= Mother agent =

A mother agent is an agent who directly oversees and represents a fashion model. Mother agents usually are the first to discover a model, and help them learn about the industry and build a portfolio. They often decide which modeling agencies are best for the model and share in the commissions.

A mother agent can serve as a mentor who guides the model throughout his or her career. Typically, the mother agent is paid once they place a model with a booking agency in a larger location such as New York, Los Angeles, London, Chicago, and so forth. They take a percentage, normally 10%, of every booking that the booking agency books. A mother agent can also take a standard 20% commission from anything they book themselves. However, a true mother agent does not book but places their models to booking agencies. Some mother agents book on a smaller level to develop the model or for extra money. Mother agents are often the scouts who initially find, recruit, and train the models, and subsequently locate agencies and opportunities for the models.

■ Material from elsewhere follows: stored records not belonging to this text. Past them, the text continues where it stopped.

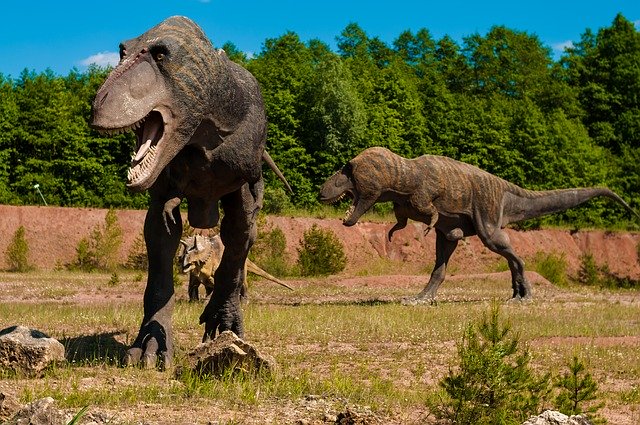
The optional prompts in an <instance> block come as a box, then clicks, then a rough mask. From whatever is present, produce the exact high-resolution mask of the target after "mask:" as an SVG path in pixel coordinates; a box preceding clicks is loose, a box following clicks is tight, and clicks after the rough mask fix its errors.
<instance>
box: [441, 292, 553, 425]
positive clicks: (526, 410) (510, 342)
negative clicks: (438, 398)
mask: <svg viewBox="0 0 640 425" xmlns="http://www.w3.org/2000/svg"><path fill="white" fill-rule="evenodd" d="M458 359H459V362H460V363H459V365H458V367H457V368H456V369H452V370H450V371H449V373H448V374H447V376H446V377H445V378H444V379H442V380H441V381H440V386H441V387H442V388H443V389H444V391H445V392H446V395H447V398H446V399H445V400H444V401H443V404H442V405H441V406H439V407H440V408H439V409H438V410H437V411H438V416H440V417H441V418H443V419H447V420H449V421H450V422H451V423H456V424H478V425H481V424H487V425H489V424H514V425H515V424H521V423H522V422H523V421H525V420H526V419H527V418H528V417H529V416H530V415H532V414H537V413H538V411H539V408H540V406H541V404H542V401H543V400H544V398H545V397H546V395H547V394H548V392H549V375H548V374H547V375H543V376H537V375H536V374H535V372H534V371H533V370H532V369H531V367H530V366H529V362H530V359H531V356H530V354H529V352H528V350H527V349H526V348H524V349H523V348H521V347H520V340H519V337H518V335H514V336H512V335H511V326H510V324H509V323H508V322H503V321H502V320H501V318H500V309H499V307H498V306H497V305H493V306H492V307H491V310H490V311H489V312H488V313H484V314H483V316H482V319H481V320H480V321H479V322H478V323H477V324H476V325H474V324H469V325H468V326H467V328H466V330H465V332H464V336H463V337H462V341H461V342H460V343H459V344H458Z"/></svg>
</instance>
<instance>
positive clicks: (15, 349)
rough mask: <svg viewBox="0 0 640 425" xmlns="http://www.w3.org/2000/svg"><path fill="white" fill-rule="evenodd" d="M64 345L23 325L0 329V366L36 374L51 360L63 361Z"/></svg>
mask: <svg viewBox="0 0 640 425" xmlns="http://www.w3.org/2000/svg"><path fill="white" fill-rule="evenodd" d="M64 360H65V358H64V346H63V345H62V344H61V343H60V342H58V341H57V340H56V339H53V338H49V337H48V336H47V335H45V334H44V333H42V332H40V331H37V330H34V329H29V328H27V327H24V326H12V327H10V328H6V329H3V330H2V331H0V368H2V369H7V370H12V371H14V372H16V373H23V374H25V375H27V376H33V375H37V374H39V373H40V372H42V371H43V370H44V369H45V368H46V367H48V366H49V365H50V364H51V363H53V362H62V361H64Z"/></svg>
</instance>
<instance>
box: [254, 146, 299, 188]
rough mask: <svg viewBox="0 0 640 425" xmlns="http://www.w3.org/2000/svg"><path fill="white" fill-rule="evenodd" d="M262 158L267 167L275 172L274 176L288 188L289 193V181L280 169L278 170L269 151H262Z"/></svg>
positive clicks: (290, 187)
mask: <svg viewBox="0 0 640 425" xmlns="http://www.w3.org/2000/svg"><path fill="white" fill-rule="evenodd" d="M262 160H263V161H264V162H266V163H267V165H268V166H269V168H271V170H272V171H273V172H274V173H276V176H278V178H279V179H280V181H282V183H284V185H285V187H286V188H287V189H288V190H289V193H293V189H291V186H289V182H287V179H285V178H284V174H282V171H280V169H279V168H278V166H277V165H276V163H275V161H274V160H273V158H271V155H269V152H267V151H264V152H263V154H262Z"/></svg>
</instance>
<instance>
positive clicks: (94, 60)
mask: <svg viewBox="0 0 640 425" xmlns="http://www.w3.org/2000/svg"><path fill="white" fill-rule="evenodd" d="M119 61H120V55H119V54H118V53H117V52H100V53H96V54H95V55H91V56H89V57H88V58H86V59H82V60H81V61H80V64H81V65H84V66H89V65H91V64H96V65H98V66H107V65H111V66H116V65H117V64H118V62H119Z"/></svg>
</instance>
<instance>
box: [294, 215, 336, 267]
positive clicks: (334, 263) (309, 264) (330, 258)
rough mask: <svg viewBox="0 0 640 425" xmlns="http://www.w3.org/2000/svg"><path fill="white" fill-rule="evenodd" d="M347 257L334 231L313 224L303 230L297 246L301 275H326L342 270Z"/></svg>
mask: <svg viewBox="0 0 640 425" xmlns="http://www.w3.org/2000/svg"><path fill="white" fill-rule="evenodd" d="M346 264H347V258H346V256H345V255H344V248H343V246H342V243H341V242H340V240H339V239H338V238H337V237H336V235H335V233H333V231H331V230H330V229H322V228H320V227H318V225H317V224H314V225H313V226H312V227H311V228H310V229H309V230H307V231H306V232H304V234H303V236H302V240H301V241H300V247H299V248H298V266H299V267H300V273H301V274H302V275H303V276H326V275H329V274H335V273H339V272H341V271H342V270H344V268H345V266H346Z"/></svg>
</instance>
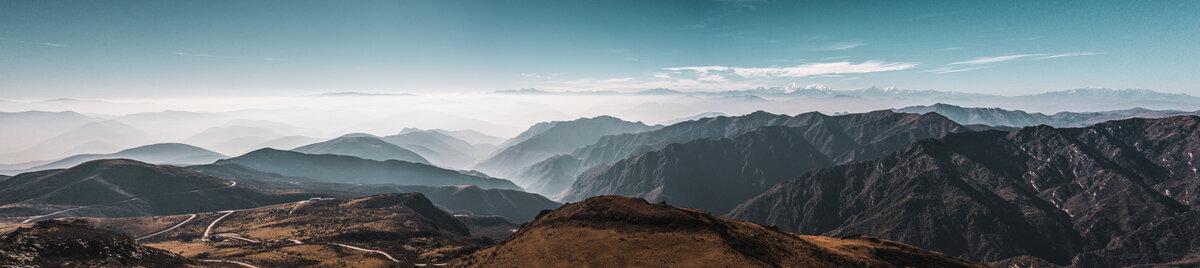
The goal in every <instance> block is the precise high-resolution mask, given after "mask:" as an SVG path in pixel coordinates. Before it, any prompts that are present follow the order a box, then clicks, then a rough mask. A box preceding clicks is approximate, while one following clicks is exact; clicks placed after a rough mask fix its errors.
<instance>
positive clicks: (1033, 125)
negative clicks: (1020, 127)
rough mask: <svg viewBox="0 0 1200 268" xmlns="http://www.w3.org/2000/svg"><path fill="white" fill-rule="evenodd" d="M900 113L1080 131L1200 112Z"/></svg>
mask: <svg viewBox="0 0 1200 268" xmlns="http://www.w3.org/2000/svg"><path fill="white" fill-rule="evenodd" d="M894 111H895V112H899V113H937V114H941V115H943V117H946V118H949V119H950V120H954V121H956V123H959V124H962V125H990V126H1018V127H1021V126H1036V125H1049V126H1055V127H1081V126H1090V125H1094V124H1098V123H1104V121H1110V120H1121V119H1129V118H1165V117H1175V115H1200V111H1196V112H1183V111H1152V109H1142V108H1133V109H1121V111H1105V112H1092V113H1074V112H1061V113H1055V114H1049V115H1048V114H1043V113H1026V112H1024V111H1008V109H1001V108H965V107H959V106H953V105H946V103H936V105H932V106H912V107H905V108H899V109H894Z"/></svg>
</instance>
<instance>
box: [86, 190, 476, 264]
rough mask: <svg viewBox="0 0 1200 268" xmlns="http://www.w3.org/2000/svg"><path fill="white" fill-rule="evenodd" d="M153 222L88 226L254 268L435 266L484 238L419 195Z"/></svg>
mask: <svg viewBox="0 0 1200 268" xmlns="http://www.w3.org/2000/svg"><path fill="white" fill-rule="evenodd" d="M168 219H169V221H168V222H166V224H167V225H155V224H146V222H154V221H155V219H151V218H122V219H89V221H92V222H95V224H96V225H97V226H100V227H102V228H110V230H114V231H119V232H125V233H131V234H134V236H138V237H139V239H140V240H142V242H143V243H146V244H148V245H150V246H154V248H158V249H164V250H168V251H172V252H181V255H184V256H187V257H193V258H215V260H228V261H238V262H244V263H248V264H253V266H259V267H307V266H323V267H394V266H395V267H412V266H413V264H424V263H440V262H445V261H449V260H451V258H455V257H460V256H463V255H467V254H470V252H474V251H475V250H479V249H480V248H482V246H487V245H491V244H492V243H493V242H492V240H491V239H490V238H484V237H479V236H473V233H472V228H473V226H468V225H467V224H464V222H463V221H461V220H458V219H457V218H456V216H452V215H450V214H448V213H445V212H443V210H442V209H439V208H438V207H436V206H434V204H433V203H432V202H430V199H427V198H425V196H422V195H421V193H388V195H377V196H370V197H362V198H322V199H310V201H305V202H296V203H289V204H280V206H271V207H264V208H254V209H244V210H233V212H220V213H206V214H194V215H179V216H169V218H168Z"/></svg>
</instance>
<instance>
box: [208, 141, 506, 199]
mask: <svg viewBox="0 0 1200 268" xmlns="http://www.w3.org/2000/svg"><path fill="white" fill-rule="evenodd" d="M217 163H236V165H241V166H246V167H250V168H253V169H258V171H264V172H270V173H276V174H281V175H288V177H305V178H312V179H317V180H320V181H328V183H349V184H400V185H476V186H480V187H484V189H509V190H522V189H521V187H518V186H516V185H515V184H512V183H511V181H508V180H504V179H497V178H485V177H480V175H470V174H464V173H461V172H456V171H450V169H444V168H439V167H434V166H430V165H425V163H413V162H404V161H398V160H389V161H374V160H366V159H360V157H354V156H346V155H310V154H302V153H296V151H286V150H276V149H270V148H268V149H259V150H256V151H251V153H247V154H245V155H241V156H238V157H233V159H227V160H221V161H217Z"/></svg>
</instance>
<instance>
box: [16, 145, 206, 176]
mask: <svg viewBox="0 0 1200 268" xmlns="http://www.w3.org/2000/svg"><path fill="white" fill-rule="evenodd" d="M224 157H228V156H224V155H222V154H217V153H215V151H211V150H206V149H204V148H199V147H193V145H188V144H182V143H160V144H150V145H144V147H136V148H130V149H125V150H121V151H118V153H113V154H85V155H76V156H71V157H66V159H62V160H59V161H54V162H50V163H46V165H41V166H36V167H32V168H29V171H44V169H55V168H68V167H73V166H76V165H79V163H84V162H88V161H92V160H102V159H130V160H137V161H142V162H150V163H163V165H197V163H211V162H212V161H217V160H220V159H224Z"/></svg>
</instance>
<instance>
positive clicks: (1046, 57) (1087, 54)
mask: <svg viewBox="0 0 1200 268" xmlns="http://www.w3.org/2000/svg"><path fill="white" fill-rule="evenodd" d="M1099 54H1104V53H1098V52H1075V53H1062V54H1054V55H1044V56H1038V59H1039V60H1044V59H1054V58H1063V56H1080V55H1099Z"/></svg>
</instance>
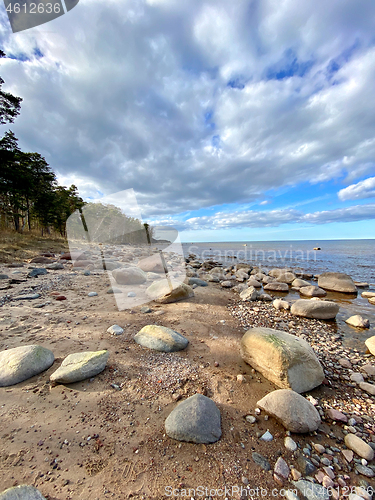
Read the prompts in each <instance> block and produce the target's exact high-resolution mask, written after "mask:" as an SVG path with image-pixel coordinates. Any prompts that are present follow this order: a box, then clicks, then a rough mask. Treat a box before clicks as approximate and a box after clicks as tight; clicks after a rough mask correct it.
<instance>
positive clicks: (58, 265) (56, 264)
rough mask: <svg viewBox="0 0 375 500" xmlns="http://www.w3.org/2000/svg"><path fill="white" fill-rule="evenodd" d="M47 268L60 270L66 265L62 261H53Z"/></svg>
mask: <svg viewBox="0 0 375 500" xmlns="http://www.w3.org/2000/svg"><path fill="white" fill-rule="evenodd" d="M46 269H49V270H50V271H59V270H61V269H64V265H63V264H62V263H61V262H53V263H52V264H47V265H46Z"/></svg>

Mother agents serve more as personal managers, whereas regular modeling agencies typically take care of the logistics of booking jobs while operate on a less personal and larger level. The two are not mutually exclusive, as some modeling agencies can also serve as mother agencies. Whereas mother agencies are often also based in smaller cities and lesser-known locations (in addition to larger cities such as New York, Los Angeles, London, Paris, etc.), larger international agencies are typically based in large metropolitan centers with established fashion industries, such as New York, Paris, Milan, Dubai, Hong Kong, Tokyo, and other major cities.